Edvaldo Valério

Personal information
- Full name: Edvaldo Valério Silva Filho
- Nicknames: Valério Bala, Salsicha
- Born: April 20, 1978 (age 48) Salvador, Bahia, Brazil
- Height: 1.94 m (6 ft 4 in)
- Weight: 78 kg (172 lb)

Sport
- Sport: Swimming
- Strokes: Freestyle

Medal record
Men's swimming
Representing Brazil
Olympic Games
| Bronze medal – third place | 2000 Sydney | 4×100 m freestyle |

= Edvaldo Valério =

Brazilian swimmer (born 1978)

Edvaldo Valério Silva Filho (born April 20, 1978, in Salvador, Bahia) is a freestyle swimmer from Brazil. He competed for his native country at the 2000 Summer Olympics in Sydney, Australia. There, he was a member of the men's relay team that won the bronze medal in the 4×100-metre freestyle in Sydney, Australia, alongside Fernando Scherer, Gustavo Borges, and Carlos Jayme.

He began his career in the pools of Salvador, where remained for many years. He was several times Brazilian champion in 50-metre, 100-metre and 200-metre freestyle.

He went through various clubs, which highlight the Costa Verde Tênis Clube, the Vasco da Gama, the Grêmio Náutico União and the Minas Tênis Clube. Also joined by several years the Brazilian national team, disputing competitions in several locals in the world.

Valério was at the 1998 World Aquatics Championships, in Perth, where he finished 6th in the 4×100-metre freestyle.

He was a reserve the 4×100-metre freestyle in 1999 Pan American Games in Winnipeg.

At the 2000 FINA World Swimming Championships (25 m), in Athens, he finished 29th in the 50-metre freestyle, 32nd in the 100-metre freestyle, 23rd in the 200-metre freestyle, and was in the 4×200-metre freestyle final, finishing in 8th place.

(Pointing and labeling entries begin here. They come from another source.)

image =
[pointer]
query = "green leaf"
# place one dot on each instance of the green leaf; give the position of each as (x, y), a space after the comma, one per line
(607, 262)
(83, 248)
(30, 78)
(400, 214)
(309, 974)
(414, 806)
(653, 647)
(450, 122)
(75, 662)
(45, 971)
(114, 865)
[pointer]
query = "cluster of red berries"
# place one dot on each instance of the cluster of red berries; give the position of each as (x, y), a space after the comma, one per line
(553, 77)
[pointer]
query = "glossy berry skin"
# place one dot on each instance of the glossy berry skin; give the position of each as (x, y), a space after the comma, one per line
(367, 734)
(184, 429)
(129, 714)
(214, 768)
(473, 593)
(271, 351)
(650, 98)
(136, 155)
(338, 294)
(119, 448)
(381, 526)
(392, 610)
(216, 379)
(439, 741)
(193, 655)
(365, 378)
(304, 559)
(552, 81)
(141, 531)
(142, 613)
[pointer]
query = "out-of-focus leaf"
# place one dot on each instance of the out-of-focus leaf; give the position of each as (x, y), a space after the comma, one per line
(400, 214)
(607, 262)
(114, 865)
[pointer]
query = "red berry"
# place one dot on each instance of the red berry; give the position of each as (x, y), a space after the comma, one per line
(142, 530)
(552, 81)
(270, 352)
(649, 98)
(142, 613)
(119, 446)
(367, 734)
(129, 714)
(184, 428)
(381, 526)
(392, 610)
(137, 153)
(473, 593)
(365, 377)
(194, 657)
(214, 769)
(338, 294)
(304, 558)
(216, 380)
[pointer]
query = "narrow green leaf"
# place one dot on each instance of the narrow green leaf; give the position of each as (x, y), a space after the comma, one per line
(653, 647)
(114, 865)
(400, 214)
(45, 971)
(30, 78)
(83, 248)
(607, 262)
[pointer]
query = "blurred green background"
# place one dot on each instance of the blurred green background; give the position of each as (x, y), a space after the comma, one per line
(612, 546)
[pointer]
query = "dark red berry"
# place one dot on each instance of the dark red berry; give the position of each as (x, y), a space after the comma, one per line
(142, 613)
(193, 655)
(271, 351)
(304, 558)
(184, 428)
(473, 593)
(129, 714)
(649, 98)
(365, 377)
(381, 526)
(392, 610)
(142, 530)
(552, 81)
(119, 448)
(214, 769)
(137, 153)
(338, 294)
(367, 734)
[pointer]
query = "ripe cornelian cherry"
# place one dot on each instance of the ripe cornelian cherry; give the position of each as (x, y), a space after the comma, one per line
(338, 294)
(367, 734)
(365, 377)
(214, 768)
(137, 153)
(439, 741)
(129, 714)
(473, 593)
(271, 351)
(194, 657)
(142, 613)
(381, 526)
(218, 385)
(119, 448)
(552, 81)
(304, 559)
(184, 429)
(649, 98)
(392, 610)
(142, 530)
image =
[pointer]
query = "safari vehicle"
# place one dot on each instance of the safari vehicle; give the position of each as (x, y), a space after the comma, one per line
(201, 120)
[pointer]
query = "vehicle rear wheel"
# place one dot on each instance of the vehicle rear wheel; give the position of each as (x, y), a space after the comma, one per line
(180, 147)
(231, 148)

Participated in 2000 Summer Olympics, in Sydney, where he won the bronze medal in the 4×100-metre freestyle. He also got the 13th place in the 4×200-metre freestyle, and the 23rd place in the 50-metre freestyle.

At the 2001 World Aquatics Championships in Fukuoka, he was in the semifinal of the 100-metre freestyle, finishing in 15th place.

In March 2002, at the 36th South American Championships, he won a gold medal in the 50-metre freestyle.